Wissen, das flüchtig wird

ABSCHIED In der sonntaz ist die Erinnerung an Christian Semler groß, hier stehen seine Bücher

Noch lebt er, obwohl er tot ist. Christian Semler, gestorben am 13. Februar. Seit Kurzem sitze ich da, wo er lange saß: in seiner Bibliothek unterm Dach des taz-Hauses im sechsten Stock. Semler war in den dritten Stock gezogen. Er nahm nur mit, was er für sein aktuelles Thema brauchte. Über „Glück“ arbeitete er gerade, sagt man im dritten Stock. Auf seinem Regal dort indes: vor allem Folianten über Kirche, Päpste und Glauben.

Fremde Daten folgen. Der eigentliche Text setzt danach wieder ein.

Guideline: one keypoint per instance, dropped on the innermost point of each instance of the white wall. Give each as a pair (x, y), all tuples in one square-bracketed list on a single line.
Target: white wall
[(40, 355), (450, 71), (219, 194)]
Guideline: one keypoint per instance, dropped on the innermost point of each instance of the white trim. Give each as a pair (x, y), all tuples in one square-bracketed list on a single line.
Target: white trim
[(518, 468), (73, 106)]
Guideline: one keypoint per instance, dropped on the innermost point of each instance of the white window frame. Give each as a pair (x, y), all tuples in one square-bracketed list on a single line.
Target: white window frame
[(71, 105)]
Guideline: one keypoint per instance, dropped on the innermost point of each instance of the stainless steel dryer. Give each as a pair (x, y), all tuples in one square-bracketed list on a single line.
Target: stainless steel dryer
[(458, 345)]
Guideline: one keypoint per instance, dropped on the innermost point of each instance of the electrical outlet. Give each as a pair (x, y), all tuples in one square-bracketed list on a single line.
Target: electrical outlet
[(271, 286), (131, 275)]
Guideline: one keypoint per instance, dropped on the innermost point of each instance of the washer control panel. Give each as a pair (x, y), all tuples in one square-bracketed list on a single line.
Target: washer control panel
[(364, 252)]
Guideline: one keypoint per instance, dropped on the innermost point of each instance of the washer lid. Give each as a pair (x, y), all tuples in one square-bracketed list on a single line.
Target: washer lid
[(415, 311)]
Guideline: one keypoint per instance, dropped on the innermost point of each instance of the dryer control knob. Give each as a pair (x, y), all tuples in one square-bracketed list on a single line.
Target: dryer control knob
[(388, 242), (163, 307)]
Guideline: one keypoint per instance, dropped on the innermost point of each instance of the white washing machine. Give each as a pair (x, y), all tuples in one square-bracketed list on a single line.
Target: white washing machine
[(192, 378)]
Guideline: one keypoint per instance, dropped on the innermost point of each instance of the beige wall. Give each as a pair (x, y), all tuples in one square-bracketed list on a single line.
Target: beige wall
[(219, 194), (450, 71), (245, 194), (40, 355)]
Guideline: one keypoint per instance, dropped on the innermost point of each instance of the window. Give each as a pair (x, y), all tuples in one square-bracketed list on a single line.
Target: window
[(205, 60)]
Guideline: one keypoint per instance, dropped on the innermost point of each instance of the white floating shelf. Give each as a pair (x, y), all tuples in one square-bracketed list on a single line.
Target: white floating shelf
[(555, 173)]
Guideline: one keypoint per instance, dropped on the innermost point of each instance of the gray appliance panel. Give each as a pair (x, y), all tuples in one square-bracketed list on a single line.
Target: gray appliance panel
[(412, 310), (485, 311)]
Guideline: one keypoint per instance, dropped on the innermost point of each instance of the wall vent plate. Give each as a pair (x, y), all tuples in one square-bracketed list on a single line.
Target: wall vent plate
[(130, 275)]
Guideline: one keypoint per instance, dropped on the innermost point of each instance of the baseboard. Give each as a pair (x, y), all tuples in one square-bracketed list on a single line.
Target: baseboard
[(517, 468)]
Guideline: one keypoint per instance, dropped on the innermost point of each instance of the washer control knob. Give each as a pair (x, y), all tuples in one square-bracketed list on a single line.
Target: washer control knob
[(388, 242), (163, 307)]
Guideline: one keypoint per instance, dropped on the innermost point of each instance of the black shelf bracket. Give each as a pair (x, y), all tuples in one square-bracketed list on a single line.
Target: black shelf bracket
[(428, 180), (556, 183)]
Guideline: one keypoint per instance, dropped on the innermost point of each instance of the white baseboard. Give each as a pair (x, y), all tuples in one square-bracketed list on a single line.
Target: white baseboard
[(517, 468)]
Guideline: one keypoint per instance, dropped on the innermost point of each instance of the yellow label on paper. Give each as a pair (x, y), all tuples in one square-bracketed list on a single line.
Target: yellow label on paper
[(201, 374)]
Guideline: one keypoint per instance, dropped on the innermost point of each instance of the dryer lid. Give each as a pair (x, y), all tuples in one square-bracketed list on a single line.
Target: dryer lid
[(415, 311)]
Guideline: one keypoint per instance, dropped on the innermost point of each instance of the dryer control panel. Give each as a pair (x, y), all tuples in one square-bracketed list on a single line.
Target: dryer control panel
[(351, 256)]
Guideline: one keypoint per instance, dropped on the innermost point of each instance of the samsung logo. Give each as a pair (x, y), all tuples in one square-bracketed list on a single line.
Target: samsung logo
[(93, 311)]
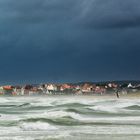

Überall in der sonntaz-Etage im sechsten Stock stehen Christian Semlers andere Bücher. Am dichtesten gedrängt in diesem kleinen Zimmer zwischen Treppenhaus, Aufzug und Flur. Hier hat er gearbeitet, hier redeten wir miteinander. Meine Fragen waren simpel – wie es geht? Seine Antworten: Welterklärungen. Sie gingen vom Tod zur Erkenntnis, von der Erkenntnis zum Laternenfisch, vom Laternenfisch zur Kälte des Kalten Krieges. Manchmal waren seine Exkurse ermüdend, die Worte ein Versteck.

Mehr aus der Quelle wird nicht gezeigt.